Call Value Targeting works only if the doctor-level models accurately forecast scripts. If the models don’t work, the resulting program will needlessly mess with the sales force and produce no improvements in the business. If the models are accurate and put to use, our analysis indicates that most companies could about double the amount of incremental business their sales force generates in a given year.

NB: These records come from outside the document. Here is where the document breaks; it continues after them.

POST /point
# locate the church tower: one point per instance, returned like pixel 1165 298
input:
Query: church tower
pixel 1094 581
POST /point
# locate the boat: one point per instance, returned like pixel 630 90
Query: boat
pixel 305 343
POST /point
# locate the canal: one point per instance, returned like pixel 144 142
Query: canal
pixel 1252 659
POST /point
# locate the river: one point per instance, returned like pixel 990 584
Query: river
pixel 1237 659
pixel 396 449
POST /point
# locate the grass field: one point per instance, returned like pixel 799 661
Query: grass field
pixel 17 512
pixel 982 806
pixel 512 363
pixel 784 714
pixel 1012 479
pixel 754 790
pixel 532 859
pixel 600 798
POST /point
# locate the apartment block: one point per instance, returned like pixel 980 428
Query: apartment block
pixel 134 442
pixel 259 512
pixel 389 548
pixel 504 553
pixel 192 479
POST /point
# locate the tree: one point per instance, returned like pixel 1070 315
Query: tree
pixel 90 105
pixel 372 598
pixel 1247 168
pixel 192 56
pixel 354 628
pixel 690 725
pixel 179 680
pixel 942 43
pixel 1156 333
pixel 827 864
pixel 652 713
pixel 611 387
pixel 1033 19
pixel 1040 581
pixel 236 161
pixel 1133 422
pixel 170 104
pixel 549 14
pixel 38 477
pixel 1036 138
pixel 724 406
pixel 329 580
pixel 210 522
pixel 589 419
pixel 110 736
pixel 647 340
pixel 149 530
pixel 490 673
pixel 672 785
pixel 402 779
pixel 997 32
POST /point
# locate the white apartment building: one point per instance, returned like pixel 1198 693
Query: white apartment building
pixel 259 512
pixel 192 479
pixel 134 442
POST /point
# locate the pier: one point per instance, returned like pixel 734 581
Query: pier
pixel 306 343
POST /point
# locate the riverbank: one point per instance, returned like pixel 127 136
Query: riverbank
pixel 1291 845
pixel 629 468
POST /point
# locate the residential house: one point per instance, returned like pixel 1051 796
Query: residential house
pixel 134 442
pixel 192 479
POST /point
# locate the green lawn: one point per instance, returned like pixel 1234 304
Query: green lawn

There is a quick and easy way to validate the model-building methodology for an in-line brand. First, give the model-builder 24 months or so of detailing and sampling data at the doctor level. Also give them the first 18 months of the corresponding doctor-level prescribing data. Then, tell them to forecast how many scripts each doctor wrote during the last 6 months for which the prescribing data were withheld.
In order to determine if the models accurately account for the impact of detailing and sampling, the doctor-level forecasts need a sort of placebo for comparison. To create the placebo, one simply assumes that each doctor’s prescribing during the previous period will remain unchanged into the period being forecast.
These placebo forecasts assume that detailing and sampling have no impact. If the model builder’s forecasts aren’t significantly closer to actual scripts than the placebo forecasts, the methodology that produced the models is bogus.
It is important to mention that simply correlating forecasted TRx’s with actual TRx’s can show a high correlation, even when the models that produced the forecasts fail to account for details and samples. This is because model builders will always take into account the volume of past script writing, and past script writing is correlated with future script writing, independent of the impact of detailing. Thus the need for placebo forecasts for comparison.
The ways of successful package goods marketers offer the pharmaceutical industry a lot. Above all, these companies strive to avoid relying on judgment. They try to keep from doing anything in the real world without first knowing what the result will be. Some pharmaceutical marketers relish judgment calls and waste a lot of money as a result.
Mass marketers spend a lot of time testing. They devote considerable effort to making sure they are testing the right things and using well-validated methods. One of the most respected companies took two years to experiment with different TV commercial testing methods before choosing a winner.
However, when it comes to marketing prescription drugs to doctors, market segmentation based on raw historical data is not cutting edge, even if it mimics the way P&G and Lever do things out of necessity. It is dumbing down the data.
S. Kent Stephan is the CEO at Princeton Brand Econometrics
SIDEBAR: What is Market Segmentation?
Market segmentation in-volves grouping individuals according to criteria that determines their placement into one or more categories that are believed to differentiate the potential to respond to promotion of a given brand. It is generally used to help allocate scarce promotional re-sources so as to achieve the greatest return on investment.
SIDEBAR #2: How Call Value Targeting Works
1 Builds accurate mathematical models to forecast how many incremental scripts each individual doctor will write in response to any number of details and samples over a defined period of time.
This is done for each promoted brand.
2 Validates the accuracy of the method used to build each brand’s models.
3 Integrates models for individual brands to find the most profitable sequence of brand details and amounts of samples on each potential sales call for each doctor.
4 Quantifies the expected value of each potential sales call in terms of sales or, better yet, gross profit.
5 Offers representatives instant access to this information to plan their activities with profit maximizing precision.